Paris: Stand-off over undelivered passenger jets is intensifying after Airbus signaled it would sue airlines refusing to honour contracts in the face of the coronavirus crisis. The warning by Chief Executive Guillaume Faury in a news interview came as Airbus announced May deliveries well below normal, despite a partial recovery to 24 jets.
Planemakers and lessors have received multiple requests from airlines to delay deliveries due to the slump in air travel.
Faury told Politico that some airlines, which he did not identify, had refused to take calls at the height of the crisis, but that he hoped for a compromise.
"It will remain, I hope, the exception because we always try to find a different route than going to court," Faury said.
"But if and when airlines - and it`s happening - have no other choice than fully defaulting and not proposing something better than nothing, or are not willing to do it, then (lawsuits) will happen."
Industry sources said such public warnings are rare in the tight-knit aviation market and could backfire.
But they noted the disruption is so great that Airbus is adopting a more aggressive stance, bracing itself for a repeat of turmoil such as the 2001 collapse of Swissair and Sabena.
It has sent out dozens of default notices to airlines in a step that can lead to lawsuits but undermine relations, the sources said. Some airlines have responded angrily in private.
DEFAULT NOTICES
Qatar Airways this week warned Airbus and Boeing to defer deliveries or face a loss of future business, without saying whether it had received any formal notices.
Default notices or formal warnings are more common than court cases in aviation but are usually issued sparingly, in part because they can trigger covenants in financing contracts.
In a deliberate signal to the aviation market last month, Airbus unusually placed six planes originally intended for AirAsia , which has halted taking jets, up for sale. Financial sources said no buyer had been found.

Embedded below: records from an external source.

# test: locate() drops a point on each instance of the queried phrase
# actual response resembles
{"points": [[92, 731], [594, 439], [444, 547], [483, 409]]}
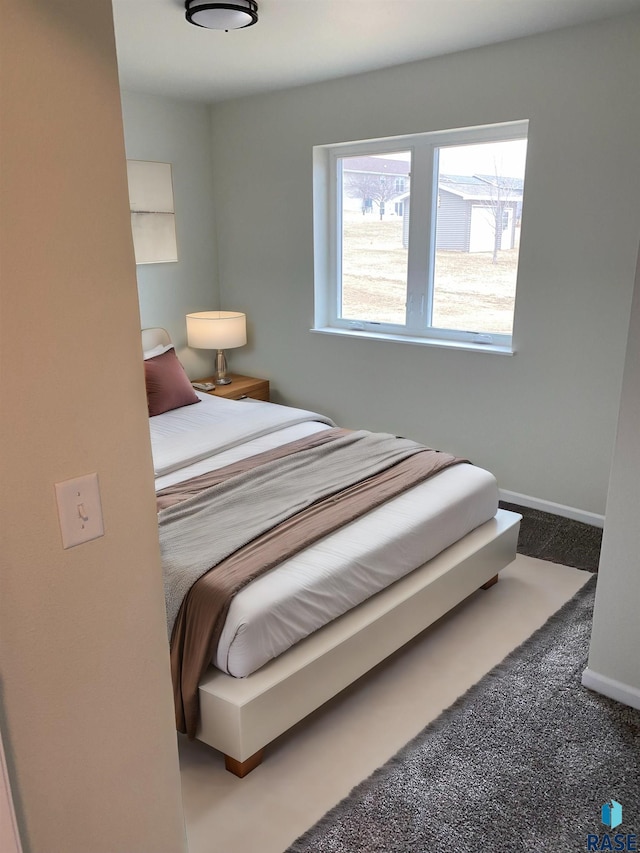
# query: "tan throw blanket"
{"points": [[370, 469]]}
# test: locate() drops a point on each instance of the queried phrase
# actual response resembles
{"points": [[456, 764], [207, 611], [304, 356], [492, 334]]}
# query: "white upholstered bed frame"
{"points": [[240, 716]]}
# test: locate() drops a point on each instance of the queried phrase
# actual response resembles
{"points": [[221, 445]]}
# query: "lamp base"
{"points": [[221, 377]]}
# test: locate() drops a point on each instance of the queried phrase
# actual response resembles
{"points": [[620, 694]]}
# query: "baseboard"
{"points": [[555, 509], [624, 693]]}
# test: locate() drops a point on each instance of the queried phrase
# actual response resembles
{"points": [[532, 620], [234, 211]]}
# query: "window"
{"points": [[417, 237]]}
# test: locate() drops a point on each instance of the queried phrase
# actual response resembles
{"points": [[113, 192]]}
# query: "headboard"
{"points": [[152, 338]]}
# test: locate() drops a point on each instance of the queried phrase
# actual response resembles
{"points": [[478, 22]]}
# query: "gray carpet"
{"points": [[557, 539], [522, 762]]}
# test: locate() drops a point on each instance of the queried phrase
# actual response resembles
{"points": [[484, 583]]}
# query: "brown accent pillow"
{"points": [[168, 386]]}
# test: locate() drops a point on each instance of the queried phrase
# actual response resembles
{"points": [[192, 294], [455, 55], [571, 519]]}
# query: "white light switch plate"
{"points": [[79, 510]]}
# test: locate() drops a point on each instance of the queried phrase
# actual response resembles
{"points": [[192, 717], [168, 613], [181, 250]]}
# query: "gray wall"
{"points": [[543, 420], [616, 629], [178, 132]]}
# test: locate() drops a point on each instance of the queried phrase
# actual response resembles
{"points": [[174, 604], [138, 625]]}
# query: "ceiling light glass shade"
{"points": [[216, 330], [233, 15]]}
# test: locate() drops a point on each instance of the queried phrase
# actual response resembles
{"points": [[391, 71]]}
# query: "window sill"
{"points": [[491, 349]]}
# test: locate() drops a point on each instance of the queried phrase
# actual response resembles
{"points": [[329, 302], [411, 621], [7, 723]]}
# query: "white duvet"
{"points": [[340, 571]]}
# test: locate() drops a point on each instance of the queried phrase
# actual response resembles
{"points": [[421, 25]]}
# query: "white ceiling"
{"points": [[302, 41]]}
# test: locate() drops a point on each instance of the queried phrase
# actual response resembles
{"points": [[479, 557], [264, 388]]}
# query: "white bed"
{"points": [[302, 632]]}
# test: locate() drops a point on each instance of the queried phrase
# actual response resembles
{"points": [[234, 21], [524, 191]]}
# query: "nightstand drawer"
{"points": [[239, 387]]}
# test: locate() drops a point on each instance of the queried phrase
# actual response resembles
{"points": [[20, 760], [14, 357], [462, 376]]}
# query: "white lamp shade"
{"points": [[216, 330]]}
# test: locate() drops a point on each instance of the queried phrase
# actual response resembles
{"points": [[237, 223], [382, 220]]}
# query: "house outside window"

Airbus had no immediate comment.
Planemakers lifted output to record levels before the crisis, but there had already been signs that a prolonged boom was fading and that airlines were facing a glut of aircraft.
Several financiers said that manufacturers, while justified in protecting positions ahead of further airline bankruptcies, also had themselves to blame for over-producing.
"Many observers already believed before the crisis that too many airplanes were produced for too many airlines that did not have the solid business model and financial strength to deliver the growth embedded in their order books," said Bertrand Grabowski, an aviation banker turned independent adviser.
"Trees do not grow to the sky and already the industry was at the end of its cycle," he added.
Even though some low-cost airlines are regularly taking aircraft for which they managed to raise financing before the crisis, financial sources say that window is expected to narrow soon as banks and lessors hesitate to provide new finance.